US Secretary of State John Kerry said concrete progress has been made in negotiations between Israel and the Palestinians, but parties remain to keep a general silence on the issue in order to suppress "pressure," great expectations" and "opposition".
"I’m personally encouraged that very tough issues are beginning to take shape in terms of various options that may or may not be available to the leaders to choose between to help resolve it," Kerry said in an interview aired Sunday on ABC's "This Week".
He said that the current round of ongoing talks, which resumed in July, have come at a "different moment" from past efforts, which he hopes leaders will seize to progress work on the ground.
"I think what’s happening in the region, I think the fact of all the work that’s been done before has laid a pathway people can build on," he told ABC's Martha Raddatz.

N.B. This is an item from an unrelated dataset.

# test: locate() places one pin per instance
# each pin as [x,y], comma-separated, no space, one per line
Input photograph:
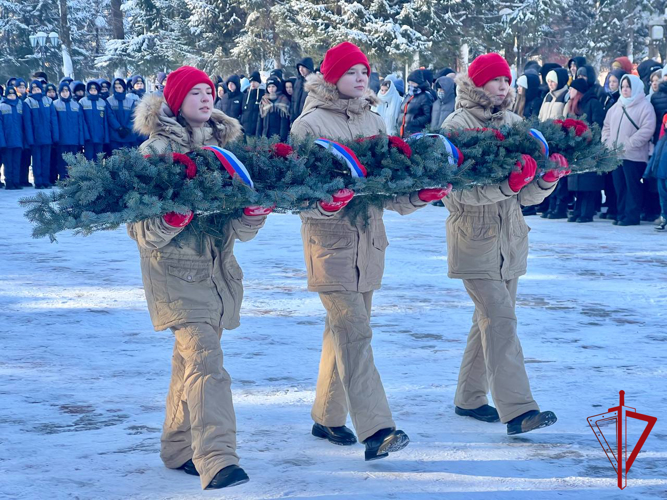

The top US diplomat said due to the current dynamics in the Middle East, the realities of repercussions for not reaching an agreement have become pressing.
"I think there are many options that have been vetted before that leave you a different set of choices," Kerry added.
The US secretary of state left the region on Friday after his latest meetings between Prime Minister Binyamin Netanyahu and Palestinian Authority President Mahmoud Abbas.
Kerry told reports after meeting with the leader that the two side remained committed to talks and were discussing a framework for a final-status agreement, which he saw as on course to reaching by April.